French, English, German, Latin and Middle Egyptian (I currently study all of them)
> How many of you have chosen a profession in linguistics because of your > interest in inventing languages? Or plan a profession in linguistics?
See above
> What have you learned from conlanging?
Should I list...?
> What texts on language and linguistics have you consulted to help invent > your language?
--- first nothing except some ME books
> Do you know of anyone who has not connected with the Internet or the List > who has invented a language? (I'm firmly convinced that "conlanging" has > been a private pursuit for many people long before the list started, but > that the list has increased its visibility as an art).
Yes, one who made it for a RPG game.
> Can you give me a short sample of your language with interlinear description > and translation?
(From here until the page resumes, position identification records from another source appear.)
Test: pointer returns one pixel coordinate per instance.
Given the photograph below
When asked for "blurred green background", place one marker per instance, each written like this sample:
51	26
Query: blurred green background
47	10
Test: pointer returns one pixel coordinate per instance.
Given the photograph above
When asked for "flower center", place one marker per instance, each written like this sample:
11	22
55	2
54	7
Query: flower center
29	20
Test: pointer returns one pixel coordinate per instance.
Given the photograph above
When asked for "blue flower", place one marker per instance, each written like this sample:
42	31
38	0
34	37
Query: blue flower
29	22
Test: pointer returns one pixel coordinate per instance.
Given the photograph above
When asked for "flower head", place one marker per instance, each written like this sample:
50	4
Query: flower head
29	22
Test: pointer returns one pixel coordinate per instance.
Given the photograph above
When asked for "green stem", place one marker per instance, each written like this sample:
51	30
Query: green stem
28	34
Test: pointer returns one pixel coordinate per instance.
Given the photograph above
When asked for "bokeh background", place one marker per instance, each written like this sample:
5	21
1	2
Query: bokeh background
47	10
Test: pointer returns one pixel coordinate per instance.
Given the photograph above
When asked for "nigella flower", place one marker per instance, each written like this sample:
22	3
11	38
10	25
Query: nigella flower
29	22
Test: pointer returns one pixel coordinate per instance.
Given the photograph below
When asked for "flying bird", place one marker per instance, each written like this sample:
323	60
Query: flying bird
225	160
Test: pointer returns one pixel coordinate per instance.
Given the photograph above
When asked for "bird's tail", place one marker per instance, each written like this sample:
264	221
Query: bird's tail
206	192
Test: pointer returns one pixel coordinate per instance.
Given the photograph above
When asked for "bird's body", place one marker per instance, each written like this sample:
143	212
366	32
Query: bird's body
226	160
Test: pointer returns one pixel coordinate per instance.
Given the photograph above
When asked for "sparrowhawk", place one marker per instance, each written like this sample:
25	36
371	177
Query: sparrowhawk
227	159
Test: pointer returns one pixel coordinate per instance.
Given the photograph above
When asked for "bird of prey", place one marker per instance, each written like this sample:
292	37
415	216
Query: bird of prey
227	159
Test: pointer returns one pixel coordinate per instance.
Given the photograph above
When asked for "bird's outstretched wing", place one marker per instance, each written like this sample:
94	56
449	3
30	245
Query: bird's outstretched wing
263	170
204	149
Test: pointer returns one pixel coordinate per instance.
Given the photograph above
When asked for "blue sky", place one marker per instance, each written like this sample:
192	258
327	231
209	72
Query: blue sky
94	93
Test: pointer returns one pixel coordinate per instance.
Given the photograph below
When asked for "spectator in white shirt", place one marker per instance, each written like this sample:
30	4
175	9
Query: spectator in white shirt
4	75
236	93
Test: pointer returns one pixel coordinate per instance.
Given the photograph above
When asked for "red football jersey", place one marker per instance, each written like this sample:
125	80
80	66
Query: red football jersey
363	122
{this one is very popular, and i think there are a very few people out there who don't know the original :) Ta.. daaa.... the Ring Poem in Long Wer. Meyadhew has a very little vocabulary so I won't write in it now} Eldaweresse sehem wu ruyau Yew ta Nauqqe silah perudit Antaya Menq we userte gea Rúya wa Neb Duaq angewiant' Lanzid e-Mordor u dúatu réd. Heqaenweq Úa, gemenweq Úa Gwienweq Úa qi umbandi dúad. Lanzid e-Mordor u dúatu réd. Elda.wer.e.sse sehem wu ruya.u Elf.great.ATT.SOC mighty 3 ring.PL (there is) with the Great Elves, three powerful ring Yew ta Nauq.q.e sil.ah 7 the Dwarf.DAT.ATT shine.AP For the Dwarves in shiny places, seven. Antaya Men.q we user.t.e gea Mortal Men.DAT be.IMP powerful.NOUN.ATT 9 Be nine powerful ones for the Mortal Man Rúya wa Neb Dua.q angewiant' (full form: angewiante) ring 1 Lord Dark.DAT cunning-to-death One Ring for the Dark Lord who's cunning to his death Lanzi.d e-Mordor u dúat.u ré.d. Land.LOC ATT.Mordor be.3pl shadow.PL day(time).LOC In the land of Mordor (where) there're shadows in the daytime Heqa.e.nwe.q Úa, gem.e.nwe.q Úa rule.INF.3sACC.DAT One, find.INF.3sACC.DAT One For rule them, One, for find them, One Gwi.e.nwe.q Úa qi umbandi dúa.d. grasp.INF.3sACC.DAT One and close-into-jail shadow.LOC For grasp them and bind them in the shadow, One. Lanzid e-Mordor u dúatu réd. Land.LOC ATT.Mordor be.3pl shadow.PL day(time).LOC In the land of Mordor (where) there're shadows in the daytime
> Would you object to my mentioning your conlang/and or your name in my talk? > I will be discreet about some of the more personal questions you answered.
Just mention me, anytime you want, I am always pleased when somebody talks about my languages :) -- Mau Rauser, ta-mau, sehem netyeru. "Ú ta walah mena, enge námannaire ta inp." Good is the teacher if the young one remembers.